The main focus of this study is on density-based clustering algorithms, in which judgments are made based on the extent of a node. It refers to the number of nodes that surround a certain node. The proposed technique is not only dependent on the degree of the node, but also on how widely distributed the neighbours are. Dense areas have a high presence of sensing nodes in a smaller space, i.e., neighbours are in close proximity to one another. As a result, nodes positioned in the heart of a heavily populated regions are capable of achieving higher connectivity while using less power since they can identify more nearby neighbours. As a result, becoming a cluster leader is highly recommended (CH). A low density, from the other hand, indicates that a small number of nodes have been scattered over a big region of land. As a result, nodes in these places have minimal neighbours and require more potential to transmit with each other since they are located further out from the core.

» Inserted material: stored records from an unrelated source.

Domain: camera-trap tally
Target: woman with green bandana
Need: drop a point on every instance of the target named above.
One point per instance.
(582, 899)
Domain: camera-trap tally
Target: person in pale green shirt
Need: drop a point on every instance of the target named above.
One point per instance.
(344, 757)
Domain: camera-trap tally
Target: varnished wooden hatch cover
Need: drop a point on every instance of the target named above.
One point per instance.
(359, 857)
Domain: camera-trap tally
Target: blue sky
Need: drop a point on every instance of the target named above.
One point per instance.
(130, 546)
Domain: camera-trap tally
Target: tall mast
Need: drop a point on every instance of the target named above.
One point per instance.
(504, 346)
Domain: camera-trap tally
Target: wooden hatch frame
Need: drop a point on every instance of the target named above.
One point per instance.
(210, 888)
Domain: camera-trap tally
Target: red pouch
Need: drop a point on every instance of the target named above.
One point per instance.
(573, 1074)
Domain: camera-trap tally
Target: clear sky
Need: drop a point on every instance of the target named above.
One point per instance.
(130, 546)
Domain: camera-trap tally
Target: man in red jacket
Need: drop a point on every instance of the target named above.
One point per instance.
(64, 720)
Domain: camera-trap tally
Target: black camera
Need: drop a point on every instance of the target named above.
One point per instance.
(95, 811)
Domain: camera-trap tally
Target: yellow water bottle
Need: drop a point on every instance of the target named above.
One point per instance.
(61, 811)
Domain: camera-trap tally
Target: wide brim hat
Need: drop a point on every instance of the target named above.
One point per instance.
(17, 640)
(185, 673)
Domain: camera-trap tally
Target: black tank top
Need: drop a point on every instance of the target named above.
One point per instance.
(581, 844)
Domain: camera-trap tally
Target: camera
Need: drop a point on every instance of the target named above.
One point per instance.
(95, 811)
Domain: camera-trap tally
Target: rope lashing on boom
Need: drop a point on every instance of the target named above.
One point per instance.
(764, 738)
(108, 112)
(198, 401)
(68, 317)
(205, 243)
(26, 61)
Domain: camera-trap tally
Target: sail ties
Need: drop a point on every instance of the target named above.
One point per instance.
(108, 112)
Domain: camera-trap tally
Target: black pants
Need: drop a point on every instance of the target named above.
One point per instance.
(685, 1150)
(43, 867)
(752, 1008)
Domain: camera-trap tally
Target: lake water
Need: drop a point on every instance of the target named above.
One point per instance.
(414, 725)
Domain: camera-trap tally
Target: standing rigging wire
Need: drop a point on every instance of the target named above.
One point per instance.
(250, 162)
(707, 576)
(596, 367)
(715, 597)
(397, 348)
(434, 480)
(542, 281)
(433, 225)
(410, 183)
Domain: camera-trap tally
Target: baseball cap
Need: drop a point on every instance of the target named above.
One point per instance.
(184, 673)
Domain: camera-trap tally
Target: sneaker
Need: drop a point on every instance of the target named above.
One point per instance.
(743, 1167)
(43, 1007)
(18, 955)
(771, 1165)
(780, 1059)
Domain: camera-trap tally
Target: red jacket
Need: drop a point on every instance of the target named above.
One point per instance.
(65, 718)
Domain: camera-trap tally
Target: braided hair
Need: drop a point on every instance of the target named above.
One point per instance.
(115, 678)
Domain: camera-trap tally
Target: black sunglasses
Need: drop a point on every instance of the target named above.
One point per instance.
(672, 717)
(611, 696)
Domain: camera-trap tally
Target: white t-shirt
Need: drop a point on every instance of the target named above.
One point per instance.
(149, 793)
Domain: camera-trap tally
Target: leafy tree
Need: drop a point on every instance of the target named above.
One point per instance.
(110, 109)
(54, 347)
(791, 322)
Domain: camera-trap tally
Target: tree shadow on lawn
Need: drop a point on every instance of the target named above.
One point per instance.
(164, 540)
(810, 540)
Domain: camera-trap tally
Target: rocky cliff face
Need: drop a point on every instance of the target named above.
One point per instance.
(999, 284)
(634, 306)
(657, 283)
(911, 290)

In the Internet of Things, one of the most significant issues is the high cost of maintaining and maintaining the vast number of sensor nodes that will be deployed [9]. A time-consuming process [10] can be involved in changing sensor batteries that have already been installed in the network region. It is essential that the batteries of a sensing element designed for use on a certain organism or breed be able to last significantly longer than that of the organisms in order for the sensor to be feasible. This leads to another significant issue: power management. Other major issues in WSN [11] include efficient end-to-end data transmission, adequate congestion management, and a low packet loss ratio.
The authors [12] of the LEACH clustering algorithm suggest a distance-energy cluster composed of various nodes. It takes into account the different factors that affect the network's location and distance. The three authority layers of the cluster are then divided into three. These layers are designed to reduce the cluster's power consumption. In addition, they eliminate the key linkages between the nodes.
The researchers [13] provides the detailed structure of the energy-efficient cluster model called EECS. This model works for data collection in periodical manner, and works in large scale sensor network. The model designed by the researchers [13] consist of the cluster-head selection process. In this phase a cluster head is selected from the number of cluster nodes. Here, CHs are chosen via a localized competition that takes account both means of supplying and transmission radius of clustering algorithms. Once this is done, a weighted function for the plain component is introduced during the cluster creation step, which is used to determine whether proper cluster should be joined and which should not. The cost of correlation communication, as well as the value of information exchange between both the CHs and the BS, are used to calculate the value of the function.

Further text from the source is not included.